Désirée Weber observes that “a striking number of Wittgenstein’s examples throughout the Philosophical Investigations (PI) revolve around teaching and learning.” This complicates and deepens readings of PI: it isn’t enough to name the various philosophical or linguistic theories which may be critiqued in Wittgenstein’s thought-experiments. It is only enough to try to grapple with how they “[shed] light on the basis of normativity, the capacity to judge and the role of criteria in guiding our actions and sharing the forms of life that we inhabit” (Weber 1). For this reader, Weber’s citing Wittgenstein on a particular topic strikes as exceptionally powerful. How do we even know we’re in pain? Page 5 of Weber’s “A Pedagogic Reading of the Philosophical Investigations:” “In the case of pain, Wittgenstein ponders the following circumstance: if the immediate access to one’s own pain is not a suitable foundation for judgment, then can the only explanation be that we learn to exhibit and recognize pain behavior…?” We could conclude “norms” aren’t just things political scientists and wannabe pundits argue about—they may be how we know we’re even in the world; they’re about feeling pain in the first place. Accordingly, Weber holds that for Wittgenstein, “our individual self-conception is interwoven with the web of meaning beyond ourselves and in which we learn to understand ourselves” (6).

Earlier in her paper, Weber touches on Wittgenstein’s “complete” Language from PI 2. From PI 2, edited by Lois Shawver:


Let us imagine a language …The language is meant to serve for communication between a Builder A and an Assistant B.  A is building with building-stones; there are blocks, pillars, slabs and beams.  B has to pass the stones, and that in the order in which A needs them.  For this purpose they use a language consisting of the words ‘block’, ‘pillar’, ‘slab’, ‘beam’.  A calls them out; –B brings the stone which he has learnt to bring at such-and-such a call. — Conceive this as a complete primitive language. 

Wittgenstein seems to assert that this thought-experiment has a very specific purpose. He wants to critique a “philosophical concept of meaning” which “has its place in a primitive idea of the way language functions.” Words have meanings, and meanings are objects. Maybe those meanings offer us access to the objects in the world which we sense: perhaps when I say “chair,” an object for sitting appears in my mind, one that I can recognize in my everyday experience. In the thought-experiment above, there is a language with 4 words—”block,” “pillar,” “slab,” and “beam”—which exists for an express purpose, communication between a builder and an assistant. Quite literally, it seems, words are objects. The only thing the assistant is to do is to bring the relevant stone—a “block,” a “pillar,” and so on—when the word is said.

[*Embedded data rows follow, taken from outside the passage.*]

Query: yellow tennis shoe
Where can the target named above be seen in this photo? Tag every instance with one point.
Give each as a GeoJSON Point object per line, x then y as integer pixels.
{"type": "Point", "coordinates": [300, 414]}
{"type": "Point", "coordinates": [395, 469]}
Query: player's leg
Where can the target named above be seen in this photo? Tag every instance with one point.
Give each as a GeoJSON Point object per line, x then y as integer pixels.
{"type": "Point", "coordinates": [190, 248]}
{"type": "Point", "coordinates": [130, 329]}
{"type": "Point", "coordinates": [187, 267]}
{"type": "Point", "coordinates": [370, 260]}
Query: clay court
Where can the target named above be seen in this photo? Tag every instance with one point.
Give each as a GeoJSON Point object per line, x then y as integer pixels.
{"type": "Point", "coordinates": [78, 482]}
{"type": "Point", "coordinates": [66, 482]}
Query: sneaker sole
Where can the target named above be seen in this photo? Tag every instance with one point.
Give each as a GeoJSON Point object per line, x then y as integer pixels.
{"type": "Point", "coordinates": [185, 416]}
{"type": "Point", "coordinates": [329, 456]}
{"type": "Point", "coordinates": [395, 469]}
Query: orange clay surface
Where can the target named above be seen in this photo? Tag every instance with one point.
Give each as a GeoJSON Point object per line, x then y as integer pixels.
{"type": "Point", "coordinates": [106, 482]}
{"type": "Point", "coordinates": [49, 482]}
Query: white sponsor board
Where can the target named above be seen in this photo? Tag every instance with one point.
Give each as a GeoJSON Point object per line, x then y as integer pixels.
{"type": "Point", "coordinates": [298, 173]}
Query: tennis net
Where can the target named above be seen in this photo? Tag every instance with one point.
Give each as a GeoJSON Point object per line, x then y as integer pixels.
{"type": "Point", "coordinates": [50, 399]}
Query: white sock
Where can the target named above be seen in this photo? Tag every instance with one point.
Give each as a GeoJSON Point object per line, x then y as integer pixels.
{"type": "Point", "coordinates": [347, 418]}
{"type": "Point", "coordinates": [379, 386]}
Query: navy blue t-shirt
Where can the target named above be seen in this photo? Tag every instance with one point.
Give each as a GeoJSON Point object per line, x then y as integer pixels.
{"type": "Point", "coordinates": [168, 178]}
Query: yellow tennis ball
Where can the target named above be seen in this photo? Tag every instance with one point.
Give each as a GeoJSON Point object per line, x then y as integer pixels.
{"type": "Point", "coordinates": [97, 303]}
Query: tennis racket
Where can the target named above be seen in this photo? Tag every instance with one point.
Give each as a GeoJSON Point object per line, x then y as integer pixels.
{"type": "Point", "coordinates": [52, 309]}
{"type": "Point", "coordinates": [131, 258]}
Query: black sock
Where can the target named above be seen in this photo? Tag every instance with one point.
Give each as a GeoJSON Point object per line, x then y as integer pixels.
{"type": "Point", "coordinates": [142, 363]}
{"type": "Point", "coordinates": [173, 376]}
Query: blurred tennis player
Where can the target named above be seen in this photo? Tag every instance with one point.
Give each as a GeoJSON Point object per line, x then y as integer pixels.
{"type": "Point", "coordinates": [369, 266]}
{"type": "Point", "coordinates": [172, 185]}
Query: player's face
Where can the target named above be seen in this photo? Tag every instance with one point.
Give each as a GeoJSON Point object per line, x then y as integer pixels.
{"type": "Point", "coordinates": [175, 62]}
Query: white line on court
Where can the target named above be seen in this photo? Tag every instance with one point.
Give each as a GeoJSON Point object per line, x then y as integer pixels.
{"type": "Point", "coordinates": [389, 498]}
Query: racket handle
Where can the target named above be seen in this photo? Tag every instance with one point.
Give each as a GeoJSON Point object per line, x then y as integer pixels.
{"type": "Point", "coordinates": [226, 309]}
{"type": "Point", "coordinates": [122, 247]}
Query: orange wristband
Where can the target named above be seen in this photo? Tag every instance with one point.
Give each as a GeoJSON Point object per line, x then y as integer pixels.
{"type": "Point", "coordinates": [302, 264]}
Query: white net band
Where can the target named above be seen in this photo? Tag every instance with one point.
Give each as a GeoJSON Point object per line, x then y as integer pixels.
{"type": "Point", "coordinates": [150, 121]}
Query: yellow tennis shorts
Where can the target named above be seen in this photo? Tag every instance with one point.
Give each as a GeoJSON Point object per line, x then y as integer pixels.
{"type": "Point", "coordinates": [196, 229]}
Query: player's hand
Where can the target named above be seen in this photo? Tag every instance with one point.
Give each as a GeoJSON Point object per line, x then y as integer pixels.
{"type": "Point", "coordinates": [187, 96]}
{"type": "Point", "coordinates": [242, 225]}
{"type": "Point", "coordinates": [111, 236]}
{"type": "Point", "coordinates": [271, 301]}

So that’s it, right? We’ve exhausted “meaning” in this primitive language! The meaning of the word is the object the assistant has to pass to the builder. Here, Weber’s focus on teaching and learning comes into full relief. She wants to know how this language gained “traction,” how the interaction between builder and assistant became “norm-governed in the first place” (3-4). Someone might say she’s missing the point, but that’s not at all true—Wittgenstein himself wrote that the assistant learned to bring the appropriate stone at a certain call. How did that happen? For Weber, the “complete” language fails to satisfy. What is being assumed here that we’re missing?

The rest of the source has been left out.